| |
Methods defined here:
- __init__(self, data=None, meanstats_data=None, stdevstats_data=None, value_columns=None, time_column=None, window_type='global', output='string', mean=None, st_dev=None, window_size=None, output_frequency=1, points_persymbol=1, symbols_perwindow=None, alphabet_size=4, bitmap_level=2, print_stats=False, accumulate=None, data_sequence_column=None, meanstats_data_sequence_column=None, stdevstats_data_sequence_column=None, data_partition_column=None, meanstats_data_partition_column=None, stdevstats_data_partition_column=None, data_order_column=None, meanstats_data_order_column=None, stdevstats_data_order_column=None)
- DESCRIPTION:
The SAX (Symbolic Aggregate approXimation) function transforms a time
series data item into a smaller sequence of symbols, which are more
suitable for additional types of manipulation, because of their smaller
size and the relative ease with which patterns can be identified and
compared. Input and output formats allow it to be analyzed using NPath
or Shapelet Functions, or by other hashing or regular-expression pattern
matching algorithms.
PARAMETERS:
data:
Required Argument.
Specifies the teradataml DataFrame containing timeseries data.
data_partition_column:
Required Argument.
Specifies Partition By columns for data.
Values to this argument can be provided as list, if multiple columns
are used for partition.
Types: str OR list of Strings (str)
data_order_column:
Required Argument.
Specifies Order By columns for data.
Values to this argument can be provided as list, if multiple columns
are used for ordering.
Types: str OR list of Strings (str)
meanstats_data:
Optional Argument.
Specifies teradataml DataFrame that contains the global means of each
value_column of the input teradataml DataFrame.
meanstats_data_partition_column:
Optional Argument.
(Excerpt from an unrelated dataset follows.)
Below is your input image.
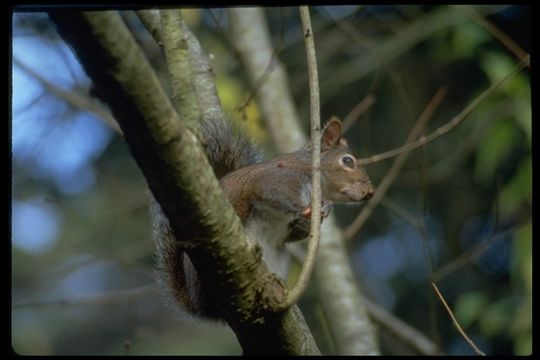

Required if 'meanstats_data' is used.
Specifies Partition By columns for meanstats_data.
Values to this argument can be provided as list, if multiple columns
are used for partition.
Types: str OR list of Strings (str)
meanstats_data_order_column:
Optional Argument.
Specifies Order By columns for meanstats_data.
Values to this argument can be provided as list, if multiple columns
are used for ordering.
Types: str OR list of Strings (str)
stdevstats_data:
Optional Argument.
Specifies teradataml DataFrame that contains the global standard deviations
of each value_column of the input teradataml DataFrame.
stdevstats_data_partition_column:
Optional Argument. Required if 'stdevstats_data' is used.
Specifies Partition By columns for stdevstats_data.
Values to this argument can be provided as list, if multiple columns
are used for partition.
Types: str OR list of Strings (str)
stdevstats_data_order_column:
Optional Argument.
Specifies Order By columns for stdevstats_data.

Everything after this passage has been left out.